I created a VM instance in GCP with Pytorch XLA environment.
And I created a TPU-VM with tpu-vm-pt-2.0
.
I SSHed into the VM instance and activated the conda environment with pytorch-xla. But, when I try to test a sample script to test for TPU, returns an error as follows:
\2023-04-17 19:35:38.550666: F 5184 tensorflow/compiler/xla/xla_client/xrt_computation_client.cc:1362\] Non-OK-status: session.Run({tensorflow::Output(result, 0)}, &outputs) status: UNIMPLEMENTED: method "RunStep" not implemented
\*\*\* Begin stack trace \*\*\*
tsl::CurrentStackTrace()
xla::XrtComputationClient::InitializeAndFetchTopology(std::string const&, int, std::string const&, tensorflow::ConfigProto const&)
xla::XrtComputationClient::InitializeDevices(std::unique_ptr\<tensorflow::tpu::TopologyProto, std::default_delete\<tensorflow::tpu::TopologyProto\> \>)
xla::XrtComputationClient::XrtComputationClient(xla::XrtComputationClient::Options, std::unique_ptr\<tensorflow::tpu::TopologyProto, std::default_delete\<tensorflow::tpu::TopologyProto\> \>)

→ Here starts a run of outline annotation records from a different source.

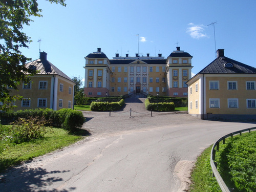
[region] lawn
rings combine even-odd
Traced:
[[[2,130],[10,125],[3,125]],[[0,131],[0,171],[9,166],[18,164],[24,161],[63,148],[82,139],[88,133],[85,130],[74,134],[60,128],[48,127],[48,132],[41,139],[33,139],[20,144],[8,142]]]

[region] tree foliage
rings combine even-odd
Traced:
[[[66,6],[65,0],[47,0]],[[17,90],[21,81],[33,75],[25,63],[31,59],[23,55],[21,48],[28,48],[30,37],[22,31],[33,22],[31,16],[41,17],[37,0],[0,0],[0,102],[13,100],[7,86]],[[1,108],[0,108],[1,109]]]

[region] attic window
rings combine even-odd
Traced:
[[[229,68],[233,67],[234,66],[231,62],[226,62],[226,63],[225,63],[224,67],[227,68]]]

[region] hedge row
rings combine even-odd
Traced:
[[[148,99],[145,100],[145,106],[148,111],[174,111],[175,109],[175,105],[173,102],[152,103]]]
[[[120,110],[124,104],[124,100],[122,99],[118,102],[93,101],[90,108],[93,111],[113,111]]]
[[[48,125],[60,125],[71,132],[76,128],[81,127],[85,120],[81,112],[71,109],[62,109],[59,111],[48,108],[36,109],[0,114],[2,124],[8,124],[17,121],[19,118],[28,119],[36,117],[44,117],[49,122]]]

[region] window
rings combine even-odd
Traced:
[[[187,84],[186,84],[186,81],[183,81],[183,88],[187,88]]]
[[[22,106],[30,106],[30,98],[23,98],[22,100]]]
[[[237,90],[237,81],[227,81],[227,89],[228,90]]]
[[[136,77],[136,82],[140,82],[140,77]]]
[[[93,82],[92,81],[89,81],[89,88],[92,88],[93,87]]]
[[[178,88],[178,81],[174,81],[174,88]]]
[[[255,90],[255,81],[246,81],[247,90]]]
[[[174,70],[174,76],[177,77],[178,76],[178,70]]]
[[[143,73],[146,73],[146,66],[142,67],[142,72]]]
[[[146,82],[146,77],[143,77],[143,82]]]
[[[131,73],[134,73],[134,67],[131,66],[130,67],[130,72]]]
[[[136,72],[140,73],[140,67],[137,66],[136,68]]]
[[[209,89],[211,90],[219,90],[219,81],[209,81]]]
[[[63,102],[63,100],[62,99],[59,100],[59,108],[62,107],[62,102]]]
[[[59,91],[61,92],[63,92],[63,84],[59,83]]]
[[[101,77],[102,76],[102,70],[98,71],[98,76]]]
[[[89,76],[91,77],[93,75],[93,71],[89,70]]]
[[[38,108],[46,108],[47,99],[38,99],[37,106]]]
[[[162,67],[162,72],[165,72],[165,67]]]
[[[47,81],[39,81],[39,89],[47,89]]]
[[[23,83],[23,89],[31,89],[31,82]]]
[[[220,108],[220,99],[209,99],[210,108]]]
[[[131,77],[130,78],[130,82],[134,82],[134,77]]]
[[[256,108],[256,99],[246,99],[247,108]]]
[[[187,70],[183,70],[183,76],[187,76]]]
[[[238,108],[238,99],[227,99],[228,108]]]

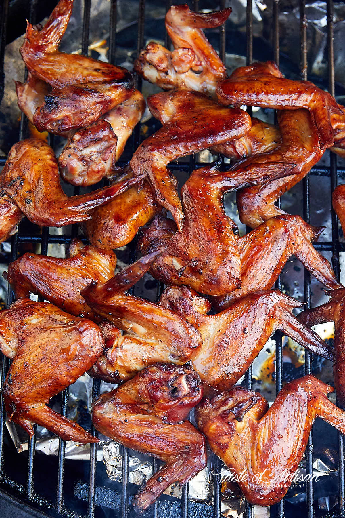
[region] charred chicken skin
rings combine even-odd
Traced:
[[[119,336],[113,327],[106,328],[108,343],[99,365],[93,369],[95,375],[103,372],[108,379],[129,379],[157,361],[185,363],[201,346],[200,333],[184,319],[158,304],[125,293],[160,253],[142,257],[107,282],[93,282],[81,291],[95,313],[124,332]]]
[[[135,175],[147,175],[157,202],[170,210],[179,232],[184,214],[169,162],[212,145],[239,138],[251,122],[243,110],[224,108],[198,92],[155,94],[147,98],[153,115],[163,127],[143,142],[130,166]]]
[[[187,4],[173,5],[166,16],[166,28],[175,50],[150,42],[134,64],[144,79],[163,90],[194,90],[213,97],[227,70],[205,37],[203,28],[224,23],[231,8],[213,12],[190,11]]]
[[[4,277],[16,298],[35,293],[72,315],[99,322],[80,290],[92,281],[105,282],[113,277],[116,256],[112,250],[85,246],[76,239],[68,255],[61,259],[27,252],[10,263]]]
[[[144,253],[166,247],[151,272],[168,284],[188,284],[201,293],[224,295],[238,287],[241,258],[238,229],[226,215],[224,192],[288,174],[293,165],[255,165],[240,171],[219,172],[217,165],[196,169],[181,190],[185,219],[182,232],[174,222],[157,216],[142,232],[139,243]]]
[[[216,315],[207,314],[212,308],[207,299],[186,286],[166,289],[160,304],[199,332],[203,343],[192,357],[193,368],[204,384],[219,391],[238,381],[277,329],[313,352],[333,357],[332,349],[292,314],[303,304],[277,290],[251,293]]]
[[[20,49],[31,74],[52,88],[33,115],[39,131],[59,135],[87,126],[133,91],[133,78],[125,69],[58,51],[72,6],[73,0],[60,0],[43,28],[28,23]]]
[[[60,227],[89,220],[89,210],[104,205],[138,181],[127,179],[69,198],[60,184],[53,150],[35,138],[12,146],[0,175],[4,191],[31,221],[41,226]]]
[[[103,119],[71,133],[58,157],[64,180],[73,185],[86,186],[111,175],[145,107],[144,97],[135,90]]]
[[[333,390],[309,375],[286,385],[268,409],[260,394],[235,386],[202,401],[197,423],[247,500],[272,506],[289,489],[317,417],[345,433],[345,413],[327,397]]]
[[[334,322],[333,378],[336,392],[342,407],[345,406],[345,289],[327,292],[329,302],[313,309],[306,309],[298,315],[305,325]]]
[[[31,436],[36,423],[66,440],[98,442],[47,405],[90,368],[104,344],[96,324],[48,303],[21,298],[0,312],[0,349],[13,359],[3,388],[10,420]]]
[[[256,63],[237,68],[218,84],[216,93],[219,102],[226,105],[308,109],[314,119],[321,150],[333,145],[332,116],[344,115],[343,110],[329,93],[309,81],[285,79],[273,62]]]
[[[166,463],[137,493],[142,511],[173,482],[185,484],[206,462],[205,440],[185,421],[202,397],[193,370],[157,363],[103,394],[93,405],[92,420],[101,433]]]

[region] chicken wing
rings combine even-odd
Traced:
[[[181,91],[150,96],[147,105],[163,127],[143,142],[130,166],[136,175],[147,175],[157,202],[170,210],[179,232],[183,211],[169,162],[212,145],[239,138],[250,130],[249,116],[224,108],[197,92]]]
[[[272,174],[277,166],[281,171],[281,164],[270,166]],[[228,173],[204,168],[193,172],[182,189],[182,233],[176,232],[171,220],[159,216],[142,232],[139,247],[143,253],[166,247],[151,268],[153,277],[166,284],[187,284],[212,295],[216,307],[224,309],[252,292],[271,289],[293,254],[326,286],[340,287],[328,262],[310,243],[323,227],[286,215],[271,218],[242,237],[235,233],[237,227],[226,215],[221,196],[250,175],[252,179],[256,175],[260,178],[262,171],[260,166],[256,167],[250,165],[247,171]],[[269,174],[268,167],[265,171]]]
[[[3,389],[10,420],[32,436],[36,423],[66,440],[98,442],[47,405],[90,368],[104,345],[96,324],[48,303],[21,298],[1,311],[0,350],[13,359]]]
[[[20,49],[29,71],[52,89],[33,115],[39,131],[59,135],[87,126],[133,91],[125,68],[58,51],[72,5],[73,0],[60,0],[43,28],[28,23]]]
[[[12,146],[0,176],[0,184],[33,223],[64,226],[89,220],[88,211],[104,205],[138,178],[130,178],[93,192],[69,198],[59,180],[53,150],[42,140],[29,138]]]
[[[198,426],[247,500],[272,506],[286,494],[317,417],[345,433],[345,413],[327,397],[333,390],[304,376],[286,385],[268,409],[260,394],[235,386],[201,402]]]
[[[184,319],[158,304],[125,293],[160,253],[142,257],[107,282],[93,282],[81,290],[95,313],[124,332],[123,336],[116,336],[116,329],[106,328],[106,339],[110,341],[100,359],[103,366],[94,369],[95,375],[96,370],[107,370],[113,379],[128,379],[157,361],[185,363],[201,346],[200,333]]]
[[[293,164],[255,165],[218,172],[217,163],[196,169],[181,190],[185,213],[182,232],[171,220],[156,217],[139,243],[143,253],[166,249],[151,269],[168,284],[188,284],[201,293],[224,295],[238,287],[241,262],[234,222],[226,215],[224,192],[288,174]]]
[[[151,41],[136,60],[134,69],[163,90],[195,90],[215,97],[217,83],[226,77],[227,70],[202,29],[219,27],[231,10],[199,13],[187,4],[172,6],[166,28],[175,50]]]
[[[327,92],[309,81],[285,79],[273,63],[257,63],[237,68],[218,84],[216,93],[219,102],[226,105],[307,108],[314,117],[321,150],[333,145],[332,116],[344,115],[342,108]]]
[[[64,180],[86,186],[111,174],[126,142],[145,110],[144,97],[134,90],[127,100],[86,128],[71,133],[58,157]]]
[[[337,396],[345,406],[345,289],[326,292],[331,300],[313,309],[306,309],[298,315],[302,323],[311,326],[324,322],[334,322],[334,361],[333,377]]]
[[[93,405],[92,420],[101,433],[166,463],[139,490],[136,510],[146,509],[173,482],[185,484],[206,462],[205,440],[188,421],[202,397],[193,370],[157,363]]]
[[[125,178],[132,178],[133,172],[127,172]],[[139,228],[161,212],[162,208],[145,180],[139,192],[134,185],[106,205],[91,210],[92,219],[81,226],[94,246],[103,249],[119,248],[130,242]]]
[[[277,290],[251,293],[216,315],[207,314],[207,299],[186,286],[166,288],[160,304],[199,332],[203,343],[192,357],[193,368],[203,383],[219,391],[238,381],[277,329],[312,352],[333,358],[332,348],[292,314],[303,304]]]
[[[77,239],[72,241],[68,255],[61,259],[27,252],[11,263],[3,275],[16,298],[35,293],[72,315],[99,322],[80,290],[92,281],[105,282],[111,279],[116,256],[112,250],[86,247]]]

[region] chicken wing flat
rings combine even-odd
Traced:
[[[41,226],[60,227],[89,220],[91,209],[108,203],[138,181],[127,179],[69,198],[61,188],[53,150],[35,138],[12,146],[0,176],[3,190],[31,221]]]
[[[302,323],[311,326],[324,322],[334,322],[334,361],[333,378],[337,396],[345,406],[345,289],[327,292],[331,300],[313,309],[306,309],[298,315]]]
[[[156,200],[171,211],[181,232],[183,211],[168,164],[178,157],[239,138],[250,130],[251,121],[243,110],[220,107],[198,92],[155,94],[148,97],[147,105],[163,126],[141,144],[130,166],[134,175],[148,177]]]
[[[73,185],[86,186],[111,174],[145,105],[141,93],[134,90],[104,119],[71,133],[58,157],[64,180]]]
[[[235,386],[201,402],[198,426],[247,500],[272,506],[286,494],[317,417],[345,433],[345,413],[327,397],[333,390],[309,375],[286,385],[268,409],[260,394]]]
[[[332,348],[292,314],[303,304],[278,290],[251,293],[216,315],[207,314],[208,299],[186,286],[166,288],[160,304],[199,332],[203,343],[192,357],[193,368],[203,383],[219,391],[238,381],[277,329],[313,352],[333,357]]]
[[[142,257],[107,282],[93,282],[81,291],[95,313],[124,332],[119,336],[113,328],[105,328],[106,339],[110,341],[100,359],[102,365],[94,369],[95,375],[107,371],[113,379],[124,380],[157,361],[182,365],[201,346],[200,333],[184,319],[125,293],[160,253]]]
[[[35,293],[72,315],[99,322],[80,290],[92,281],[105,282],[111,279],[116,256],[112,250],[85,246],[77,239],[72,241],[68,255],[61,259],[27,252],[9,265],[4,277],[16,298]]]
[[[20,49],[29,71],[52,88],[33,117],[39,131],[61,134],[87,126],[133,91],[125,69],[58,51],[72,6],[73,0],[60,0],[43,28],[28,23]]]
[[[158,363],[94,404],[92,420],[99,431],[166,463],[137,493],[137,511],[146,509],[173,482],[185,484],[205,467],[203,436],[185,421],[202,397],[193,370]]]
[[[21,210],[14,205],[4,191],[0,192],[0,243],[17,232],[24,218]]]
[[[219,27],[231,10],[199,13],[187,4],[172,6],[166,28],[175,50],[151,41],[136,60],[134,69],[163,90],[194,90],[215,97],[217,83],[226,77],[227,70],[202,29]]]
[[[143,253],[166,247],[151,269],[167,284],[188,284],[207,295],[224,295],[239,287],[241,258],[238,229],[226,215],[224,192],[288,174],[293,164],[271,163],[219,172],[217,164],[194,171],[181,190],[185,219],[182,232],[172,220],[155,218],[139,243]]]
[[[31,436],[36,423],[66,440],[98,442],[47,405],[90,368],[104,344],[96,324],[48,303],[21,298],[0,312],[0,349],[13,359],[3,389],[10,420]]]
[[[125,178],[132,178],[133,172],[127,172]],[[130,242],[140,227],[161,210],[145,180],[139,192],[134,185],[106,205],[90,211],[92,219],[83,222],[82,228],[94,246],[119,248]]]
[[[307,108],[314,117],[321,150],[333,145],[332,114],[344,115],[343,110],[329,93],[309,81],[285,79],[272,62],[237,68],[218,84],[216,93],[219,102],[227,105]]]

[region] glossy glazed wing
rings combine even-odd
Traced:
[[[227,70],[202,29],[219,27],[231,12],[231,7],[198,13],[186,4],[172,6],[166,16],[166,28],[175,50],[150,42],[136,60],[135,71],[163,90],[194,90],[214,97],[217,83],[226,77]]]
[[[138,181],[126,179],[69,198],[61,188],[53,150],[35,138],[12,146],[0,176],[4,190],[31,221],[56,227],[89,220],[91,209],[104,205]]]
[[[219,102],[226,105],[245,104],[286,110],[307,108],[314,117],[322,150],[333,145],[332,116],[344,115],[329,93],[309,81],[285,79],[274,63],[240,67],[218,84],[216,93]]]
[[[111,279],[116,256],[112,250],[86,247],[77,239],[72,241],[68,255],[61,259],[27,252],[10,263],[4,277],[16,298],[35,293],[72,315],[98,322],[80,290],[92,281]]]
[[[237,205],[241,221],[252,228],[273,216],[284,214],[275,202],[307,175],[323,154],[313,118],[307,110],[282,110],[278,120],[280,144],[269,152],[251,156],[236,166],[235,170],[265,162],[295,164],[288,178],[280,178],[265,185],[250,187],[237,193]],[[243,137],[244,138],[245,137]]]
[[[327,287],[342,287],[328,261],[315,250],[324,227],[308,225],[300,216],[271,218],[237,239],[241,259],[241,285],[231,293],[213,298],[218,309],[252,292],[270,290],[292,255]]]
[[[133,177],[130,171],[124,178]],[[90,211],[92,219],[83,223],[82,228],[94,246],[102,249],[119,248],[130,242],[140,227],[161,210],[145,180],[139,192],[134,185],[106,205]]]
[[[60,0],[43,28],[27,24],[22,57],[32,74],[52,90],[36,110],[39,131],[61,134],[87,126],[130,96],[131,74],[121,67],[57,49],[73,0]]]
[[[236,386],[202,401],[197,422],[247,500],[271,506],[286,494],[317,417],[345,433],[345,413],[327,397],[333,391],[309,375],[286,385],[268,409],[260,394]]]
[[[278,290],[257,292],[216,315],[207,315],[207,299],[186,286],[166,288],[160,304],[175,311],[201,335],[201,349],[192,357],[203,383],[229,390],[247,370],[277,329],[313,352],[333,359],[332,349],[301,325],[292,309],[303,304]]]
[[[81,292],[95,313],[124,332],[114,341],[113,350],[106,353],[111,377],[117,376],[112,373],[117,370],[117,377],[128,379],[157,361],[182,365],[201,346],[200,333],[176,313],[125,293],[149,270],[160,253],[142,257],[107,282],[92,283]],[[113,347],[111,343],[109,345]]]
[[[183,211],[168,164],[242,137],[250,129],[250,118],[242,110],[222,108],[202,94],[186,91],[155,94],[147,104],[163,126],[141,144],[130,166],[134,175],[148,177],[156,199],[171,211],[181,232]]]
[[[298,320],[311,326],[324,322],[334,322],[333,378],[339,401],[345,406],[345,289],[328,291],[331,300],[313,309],[306,309],[298,315]]]
[[[73,185],[86,186],[111,174],[145,105],[142,94],[134,90],[103,119],[71,133],[58,157],[64,180]]]
[[[136,510],[146,509],[173,482],[185,484],[205,467],[204,437],[185,421],[202,396],[193,370],[159,363],[94,404],[92,420],[99,431],[166,463],[137,493]]]
[[[157,216],[142,232],[139,247],[143,253],[166,247],[151,268],[153,277],[207,295],[224,295],[239,286],[238,229],[226,215],[222,197],[227,191],[288,174],[292,167],[262,166],[219,172],[216,164],[192,172],[181,190],[182,232],[177,232],[171,220]]]
[[[21,298],[0,312],[0,349],[13,358],[3,387],[10,420],[31,436],[36,423],[66,440],[98,442],[47,405],[89,369],[104,345],[95,324],[48,303]]]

xla::ComputationClient::Create()
xla::ComputationClient::Get()
PyCFunction_Call
_PyObject_MakeTpCall
_PyEval_EvalFrameDefault
_PyFunction_Vectorcall
_PyObject_GenericGetAttrWithDict
_PyEval_EvalFrameDefault
_PyEval_EvalCodeWithName
_PyFunction_Vectorcall
_PyEval_EvalCodeWithName
PyEval_EvalCode
PyRun_SimpleFileExFlags
Py_BytesMain
__libc_start_main
End stack trace
Aborted\
Can someone help me debug?
I tried the quickstart guides and the pytorch tutorials from the documentations, but I don't know what I am doing wrong. For instance, I also tried with both my VM instance and TPU instance with the same zone but still the error. I tried running the code as XRT_TPU_CONFIG="tpu_worker;0;{IP_ADDRESS}:8470" python test.py
too, but still the error.